Нет, не надо заезжать к Алеше Тучкову! Прощай, Алеша Тучков!
Опыт всех трех его прошлых жизней — в Свердловске, в Москве, в Одессе — научил Таратуту нехитрому правилу: если случается с тобою что-то неожиданное и непонятное, если вмешиваются в твою судьбу силы неведомые, грозные и есть подозрения, что называются эти силы именем коротким и черным, которое, как имя черта, не принято произносить к ночи, — замкнись и не впутывай в твои дела других (друзей особенно), не звони, если не звонят они сами, не навещай, не тревожь, чтоб не говорили потом, чтоб не жаловались, что ты их подвел.
Прощай, Алеша Тучков!
Но в будку телефона-автомата Таратута все-таки зашел, опустил монетку в отверстие, снял трубку, набрал номер и, услышав щебечущее «алло», сказал:
— Маргоша, привет! Это Семен.
— Ой, Любочка, милая, здравствуй! — пропела Маргоша, Маргарита Николаевна, товарищ Озерская, артистка Одесского театры оперетты. — Здравствуй, Любаня! Ты где же это пропадаешь?!
— Все ясно! — сказал Таратута. — Господин супруг и повелитель дома. Жаль. А я уезжаю и думал, что мы с тобою где-нибудь встретимся и пообедаем вместе!
— Не могу, Любочка, не могу никак. Сережа прихварывает, а у меня еще спектакль сегодня, и я…
— Ладно, ладно! — сказал Таратута. — Ну что ж, могу оказать тебе на прощанье небольшую дружескую услугу. В пять часов вечера в универмаг на Пушкинской, в отдел кожгалантереи, поступят в продажу польские чемоданы и сумки.
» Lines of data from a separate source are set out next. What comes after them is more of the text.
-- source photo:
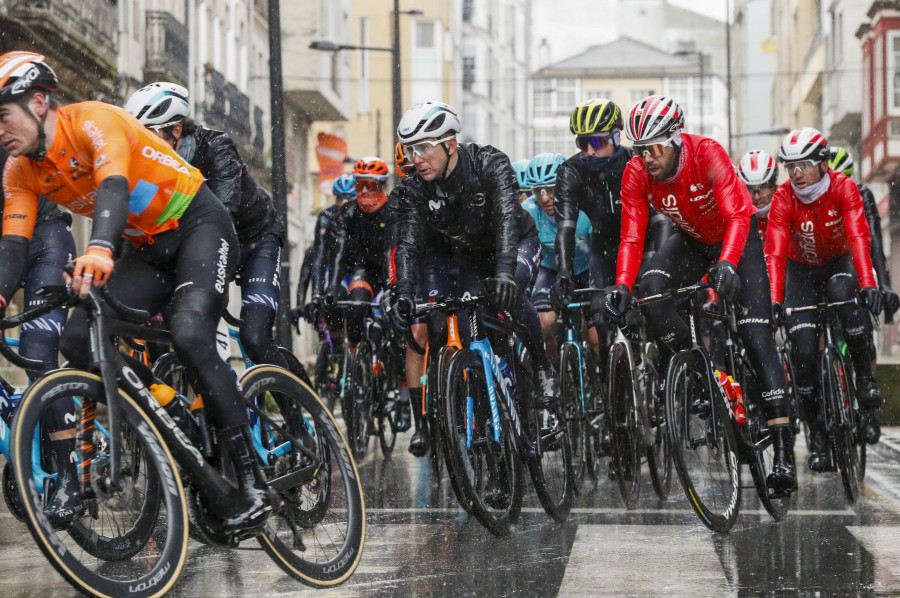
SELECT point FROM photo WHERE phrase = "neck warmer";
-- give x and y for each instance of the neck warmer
(188, 147)
(807, 195)
(606, 167)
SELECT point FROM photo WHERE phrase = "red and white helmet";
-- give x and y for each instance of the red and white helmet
(654, 117)
(757, 167)
(804, 144)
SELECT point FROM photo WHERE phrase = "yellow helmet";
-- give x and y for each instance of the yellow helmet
(595, 116)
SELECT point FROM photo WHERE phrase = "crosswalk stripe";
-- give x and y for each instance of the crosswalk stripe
(882, 543)
(615, 559)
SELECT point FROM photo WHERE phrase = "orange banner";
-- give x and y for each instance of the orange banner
(331, 152)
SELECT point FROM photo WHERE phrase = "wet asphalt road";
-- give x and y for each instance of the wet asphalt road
(420, 543)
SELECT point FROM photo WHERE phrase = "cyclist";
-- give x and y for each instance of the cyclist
(818, 237)
(322, 250)
(759, 171)
(521, 169)
(690, 179)
(841, 161)
(164, 108)
(542, 180)
(100, 162)
(465, 199)
(590, 181)
(50, 249)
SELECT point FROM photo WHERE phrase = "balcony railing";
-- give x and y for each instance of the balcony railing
(85, 27)
(259, 140)
(167, 47)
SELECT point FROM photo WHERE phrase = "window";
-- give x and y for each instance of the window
(636, 95)
(468, 9)
(424, 34)
(468, 72)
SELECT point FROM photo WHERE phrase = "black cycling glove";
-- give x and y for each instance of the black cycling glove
(870, 298)
(561, 291)
(503, 291)
(616, 304)
(724, 279)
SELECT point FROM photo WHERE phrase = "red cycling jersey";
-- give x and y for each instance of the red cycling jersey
(817, 233)
(706, 199)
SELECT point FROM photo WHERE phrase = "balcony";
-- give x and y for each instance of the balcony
(82, 32)
(167, 48)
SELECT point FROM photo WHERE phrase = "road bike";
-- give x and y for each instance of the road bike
(708, 445)
(491, 424)
(129, 479)
(372, 384)
(581, 392)
(840, 411)
(638, 430)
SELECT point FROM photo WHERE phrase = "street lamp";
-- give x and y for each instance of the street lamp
(396, 99)
(699, 56)
(775, 131)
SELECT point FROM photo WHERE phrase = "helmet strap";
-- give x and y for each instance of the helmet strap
(38, 154)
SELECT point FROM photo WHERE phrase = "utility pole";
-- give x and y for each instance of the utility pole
(279, 177)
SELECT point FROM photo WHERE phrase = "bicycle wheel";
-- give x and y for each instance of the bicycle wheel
(359, 393)
(703, 442)
(318, 535)
(294, 365)
(624, 433)
(840, 421)
(550, 453)
(488, 471)
(571, 399)
(132, 540)
(437, 388)
(659, 454)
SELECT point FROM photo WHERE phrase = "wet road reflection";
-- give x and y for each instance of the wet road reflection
(420, 543)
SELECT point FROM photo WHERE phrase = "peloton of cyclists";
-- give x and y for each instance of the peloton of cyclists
(690, 179)
(818, 242)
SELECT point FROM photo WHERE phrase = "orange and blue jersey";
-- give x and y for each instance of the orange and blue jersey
(94, 141)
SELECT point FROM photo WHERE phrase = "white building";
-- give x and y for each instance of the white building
(495, 47)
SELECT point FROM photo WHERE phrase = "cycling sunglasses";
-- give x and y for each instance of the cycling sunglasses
(368, 185)
(595, 141)
(420, 148)
(801, 166)
(652, 150)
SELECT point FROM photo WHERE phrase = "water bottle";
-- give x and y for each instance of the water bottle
(735, 395)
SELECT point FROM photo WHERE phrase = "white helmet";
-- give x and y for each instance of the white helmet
(159, 104)
(757, 167)
(804, 144)
(428, 120)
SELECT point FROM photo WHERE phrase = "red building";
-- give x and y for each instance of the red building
(880, 162)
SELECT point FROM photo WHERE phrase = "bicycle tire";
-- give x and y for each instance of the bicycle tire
(624, 433)
(758, 448)
(318, 535)
(158, 562)
(838, 404)
(659, 454)
(359, 394)
(549, 457)
(694, 415)
(571, 397)
(471, 461)
(294, 365)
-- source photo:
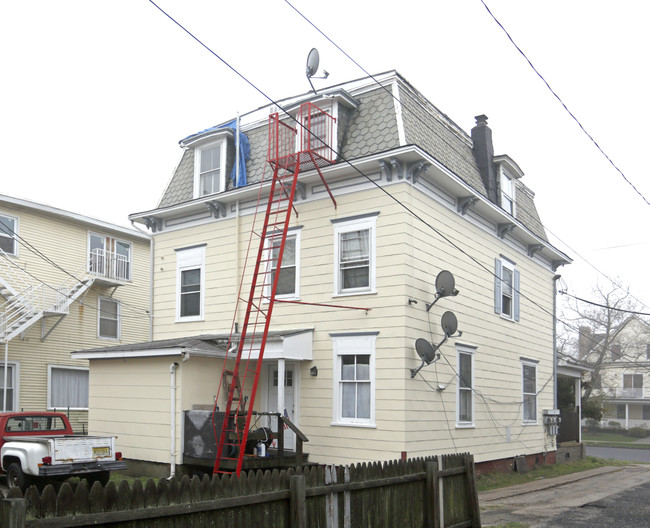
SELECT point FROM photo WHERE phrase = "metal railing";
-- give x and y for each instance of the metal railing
(109, 265)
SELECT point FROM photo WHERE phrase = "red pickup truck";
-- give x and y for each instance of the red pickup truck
(41, 445)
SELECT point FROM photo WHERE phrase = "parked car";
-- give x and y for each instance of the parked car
(37, 446)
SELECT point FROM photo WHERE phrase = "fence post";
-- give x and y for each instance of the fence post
(13, 513)
(472, 495)
(432, 504)
(297, 505)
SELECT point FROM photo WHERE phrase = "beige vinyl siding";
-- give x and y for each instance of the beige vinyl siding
(410, 415)
(65, 241)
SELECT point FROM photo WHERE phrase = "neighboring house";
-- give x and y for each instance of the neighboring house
(623, 379)
(66, 281)
(418, 196)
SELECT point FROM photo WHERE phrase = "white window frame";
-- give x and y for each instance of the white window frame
(341, 227)
(13, 237)
(354, 344)
(14, 384)
(502, 264)
(188, 259)
(527, 420)
(50, 405)
(112, 241)
(99, 318)
(221, 184)
(468, 352)
(507, 188)
(292, 234)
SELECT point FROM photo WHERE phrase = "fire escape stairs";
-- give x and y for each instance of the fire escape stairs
(25, 304)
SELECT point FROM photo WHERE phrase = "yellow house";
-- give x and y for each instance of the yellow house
(414, 196)
(66, 282)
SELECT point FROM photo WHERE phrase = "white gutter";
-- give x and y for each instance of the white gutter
(172, 464)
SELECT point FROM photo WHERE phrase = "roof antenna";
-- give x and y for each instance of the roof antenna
(312, 67)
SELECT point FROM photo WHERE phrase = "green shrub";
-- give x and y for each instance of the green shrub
(637, 432)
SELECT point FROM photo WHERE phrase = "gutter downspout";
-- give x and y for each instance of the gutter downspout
(4, 389)
(152, 248)
(172, 464)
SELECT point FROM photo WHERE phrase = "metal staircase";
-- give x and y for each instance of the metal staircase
(26, 303)
(287, 158)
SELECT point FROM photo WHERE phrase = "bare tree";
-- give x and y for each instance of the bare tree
(604, 331)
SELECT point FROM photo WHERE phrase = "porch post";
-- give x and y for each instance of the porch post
(280, 386)
(578, 393)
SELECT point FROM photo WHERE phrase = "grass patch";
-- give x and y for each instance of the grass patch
(607, 437)
(612, 440)
(501, 480)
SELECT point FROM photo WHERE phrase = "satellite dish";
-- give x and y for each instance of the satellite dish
(449, 323)
(425, 350)
(445, 283)
(313, 60)
(445, 286)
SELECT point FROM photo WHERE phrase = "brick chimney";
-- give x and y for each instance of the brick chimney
(484, 156)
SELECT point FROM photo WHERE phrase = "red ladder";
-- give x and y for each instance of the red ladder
(241, 380)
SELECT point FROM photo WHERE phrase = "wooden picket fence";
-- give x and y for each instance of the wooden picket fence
(433, 492)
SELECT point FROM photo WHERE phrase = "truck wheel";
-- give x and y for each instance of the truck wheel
(15, 477)
(103, 477)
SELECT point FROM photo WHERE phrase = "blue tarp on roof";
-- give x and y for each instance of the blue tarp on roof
(244, 151)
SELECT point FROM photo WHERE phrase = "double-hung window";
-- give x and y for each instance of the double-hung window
(8, 232)
(68, 388)
(354, 379)
(190, 283)
(507, 185)
(465, 396)
(11, 404)
(355, 255)
(108, 323)
(529, 391)
(289, 280)
(506, 289)
(109, 257)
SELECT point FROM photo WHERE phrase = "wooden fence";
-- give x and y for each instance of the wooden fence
(433, 492)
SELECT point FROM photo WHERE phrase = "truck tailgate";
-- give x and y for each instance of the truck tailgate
(80, 448)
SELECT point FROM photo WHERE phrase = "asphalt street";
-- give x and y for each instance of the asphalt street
(601, 498)
(633, 455)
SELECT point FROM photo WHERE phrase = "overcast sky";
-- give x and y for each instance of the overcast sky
(96, 95)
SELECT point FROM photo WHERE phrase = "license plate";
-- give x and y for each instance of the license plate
(101, 451)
Прощай, Маргоша!
Маргоша охнула, а Таратута повесил трубку, выбрался из будки телефона-автомата, повздыхал, покрутил головой и побрел по улице Карла Маркса по направлению к Дерибасовской.
«Я сижу в своей подворотне на улице Карла Маркса…» — припомнились ему слова Вали-часовщика, и тут же, словно по заказу, он увидел и эту самую подворотню, и вывеску «Часовая мастерская, ремонт и починка». Но на дверях мастерской висел огромных размеров, похожий на гирю замок, к которому шнурком от ботинок была привязана записка: «Ушел на базу».